Lifetime Citizen Portal Access — AI Briefings, Alerts & Unlimited Follows

Committee Weighs Narrow Exception to New‑Trial Deadline After Exoneree and DOJ Testimony

Judiciary · February 20, 2026

Loading...

AI-Generated Content: All content on this page was generated by AI to highlight key points from the meeting. For complete details and context, we recommend watching the full video. so we can fix them.

Summary

A bipartisan proposal, HB 14‑22, would allow a narrow exception to New Hampshire’s three‑year bar on motions for a new trial when newly discovered, material evidence emerges; prosecutors and innocence advocates debated safeguards in a widely attended hearing.

The House Judiciary Committee heard HB 14‑22, a bill that would permit limited exceptions to New Hampshire’s three‑year bar on motions for a new trial when newly discovered, material evidence or new scientific testing warrants reopening a case.

Sponsor Representative Tom Manning framed the measure as a narrow, remedial change aimed at ensuring innocent people have access to court when new evidence surfaces.
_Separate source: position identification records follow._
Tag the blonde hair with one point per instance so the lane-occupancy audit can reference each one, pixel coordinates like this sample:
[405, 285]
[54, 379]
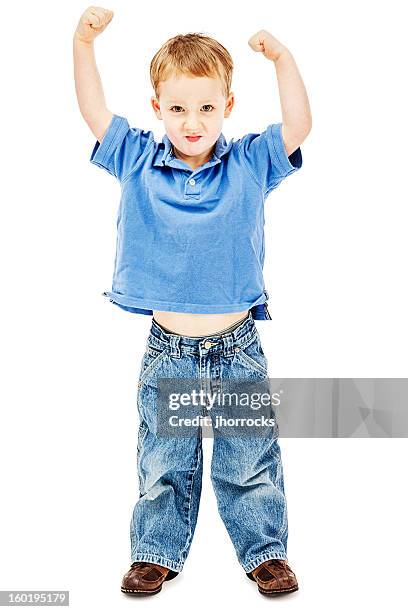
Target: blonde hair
[193, 54]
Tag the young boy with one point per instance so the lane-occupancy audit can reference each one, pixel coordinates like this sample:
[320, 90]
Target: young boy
[190, 253]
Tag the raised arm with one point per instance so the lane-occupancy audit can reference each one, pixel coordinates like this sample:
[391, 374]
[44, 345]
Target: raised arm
[88, 83]
[296, 114]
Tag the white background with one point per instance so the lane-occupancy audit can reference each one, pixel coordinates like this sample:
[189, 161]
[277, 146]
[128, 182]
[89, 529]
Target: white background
[336, 260]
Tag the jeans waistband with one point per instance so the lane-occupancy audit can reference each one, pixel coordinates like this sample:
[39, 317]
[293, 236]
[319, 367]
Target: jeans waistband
[226, 341]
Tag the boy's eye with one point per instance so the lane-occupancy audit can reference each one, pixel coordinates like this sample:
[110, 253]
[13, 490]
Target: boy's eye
[176, 107]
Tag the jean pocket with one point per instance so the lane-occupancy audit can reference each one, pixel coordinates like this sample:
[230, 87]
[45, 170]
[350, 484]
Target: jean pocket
[151, 359]
[254, 357]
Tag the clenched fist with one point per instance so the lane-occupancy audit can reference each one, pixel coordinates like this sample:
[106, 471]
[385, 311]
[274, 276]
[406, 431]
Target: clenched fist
[92, 22]
[264, 42]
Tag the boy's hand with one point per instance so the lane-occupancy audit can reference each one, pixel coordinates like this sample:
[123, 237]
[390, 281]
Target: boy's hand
[268, 44]
[93, 21]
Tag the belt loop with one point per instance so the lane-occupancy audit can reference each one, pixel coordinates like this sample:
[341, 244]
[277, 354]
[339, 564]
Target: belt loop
[228, 342]
[174, 345]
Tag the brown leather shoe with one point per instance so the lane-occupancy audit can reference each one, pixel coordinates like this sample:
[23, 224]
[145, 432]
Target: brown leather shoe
[274, 577]
[145, 578]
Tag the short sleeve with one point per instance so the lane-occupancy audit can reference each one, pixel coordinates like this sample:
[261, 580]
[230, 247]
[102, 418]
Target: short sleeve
[121, 148]
[266, 158]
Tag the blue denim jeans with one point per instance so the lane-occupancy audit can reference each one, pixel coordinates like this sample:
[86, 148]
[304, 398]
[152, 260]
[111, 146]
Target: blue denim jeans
[246, 472]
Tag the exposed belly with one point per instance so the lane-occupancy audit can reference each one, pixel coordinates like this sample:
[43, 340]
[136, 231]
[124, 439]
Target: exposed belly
[186, 324]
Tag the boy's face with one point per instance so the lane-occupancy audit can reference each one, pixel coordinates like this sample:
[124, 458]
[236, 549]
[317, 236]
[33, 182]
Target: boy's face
[192, 106]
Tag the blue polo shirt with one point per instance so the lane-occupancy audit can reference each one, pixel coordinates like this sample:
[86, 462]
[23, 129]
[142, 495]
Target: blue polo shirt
[191, 240]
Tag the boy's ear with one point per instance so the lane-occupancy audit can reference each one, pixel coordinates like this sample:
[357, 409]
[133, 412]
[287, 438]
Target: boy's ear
[229, 104]
[156, 107]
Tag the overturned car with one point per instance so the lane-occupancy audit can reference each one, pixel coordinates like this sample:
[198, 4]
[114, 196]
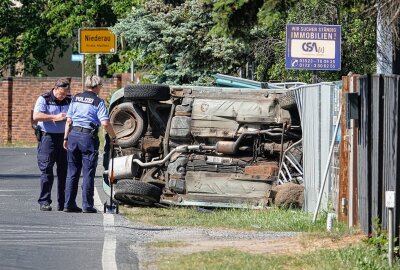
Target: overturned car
[202, 146]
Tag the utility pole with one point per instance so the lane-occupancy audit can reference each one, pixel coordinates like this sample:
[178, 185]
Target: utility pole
[384, 44]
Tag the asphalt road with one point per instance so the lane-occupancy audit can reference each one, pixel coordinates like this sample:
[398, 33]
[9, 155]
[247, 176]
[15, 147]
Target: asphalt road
[33, 239]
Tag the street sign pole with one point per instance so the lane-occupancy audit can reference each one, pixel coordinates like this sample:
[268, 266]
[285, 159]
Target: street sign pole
[83, 73]
[96, 40]
[97, 64]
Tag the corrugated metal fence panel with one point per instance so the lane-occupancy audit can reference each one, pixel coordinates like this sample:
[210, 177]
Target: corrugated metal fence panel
[391, 144]
[377, 111]
[364, 155]
[316, 108]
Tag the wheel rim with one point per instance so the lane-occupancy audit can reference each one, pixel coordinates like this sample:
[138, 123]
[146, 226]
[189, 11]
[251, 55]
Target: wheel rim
[124, 124]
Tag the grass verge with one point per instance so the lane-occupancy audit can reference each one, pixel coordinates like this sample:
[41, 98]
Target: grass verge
[274, 219]
[354, 257]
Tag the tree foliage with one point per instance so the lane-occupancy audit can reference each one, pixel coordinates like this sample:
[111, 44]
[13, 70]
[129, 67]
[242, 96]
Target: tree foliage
[25, 45]
[176, 40]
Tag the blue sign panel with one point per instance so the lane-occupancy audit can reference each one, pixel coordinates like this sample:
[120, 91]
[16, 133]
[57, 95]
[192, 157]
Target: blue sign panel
[313, 47]
[76, 57]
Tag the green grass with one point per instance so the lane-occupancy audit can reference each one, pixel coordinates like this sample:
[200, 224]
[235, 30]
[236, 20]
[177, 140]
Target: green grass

He described the legislature’s moral obligation to provide a process to correct wrongful convictions and said the bill preserves legal standards while only adjusting the timing rule.

The Department of Justice cautioned the committee about language in the bill. Thomas Velarde (Associate Attorney General) told lawmakers that New Hampshire courts already have channels — habeas corpus, coram nobis, and other remedies — that can reach cases beyond the three‑year new‑trial bar, and he urged clearer statutory language to avoid unintended consequences. DOJ recommended removing an ambiguous phrase that would allow evidence "subject to new scientific understanding," and suggested clarifying victim‑services reactivation language.

Innocence Project advocates and exonerees urged adoption. Winnie Yee of the Innocence Project said the state has only three recorded exonerations and that procedural bars prevent meritorious claims from reaching a judge. Exoneree Michael Von Allman recounted his own wrongful‑conviction case, explaining how advances in DNA and investigative work ultimately led to vacatur after years behind bars. Attorneys for wrongfully convicted people told the committee that many non‑DNA cases have no practical path to a second look without a statutory timing exception.

Safeguards in the bill

The proposal includes a prima facie screening step: a court would review petitions and dismiss without hearing if a petitioner does not make an initial showing that the new evidence is material and could not have been discovered with due diligence earlier. Petitions that pass the prima facie filter would receive fuller hearings. The bill also contemplates reactivation of victim services when a petition proceeds. Supporters and some legal experts told the committee that those guardrails — plus existing judicial standards for materiality and diligence — limit frivolous filings.

Next steps

Committee members asked for clarifying edits to the bill to tighten definitions (for example, make "newly discovered evidence" and the prima facie standard explicit) and to align victim‑services language with existing procedure. Testimony indicated broad support among innocence‑reform advocates and some criminal‑justice stakeholders for a narrow, well‑drafted change that preserves judicial safeguards while creating a consistent statutory path for meritorious late‑arriving exculpatory evidence.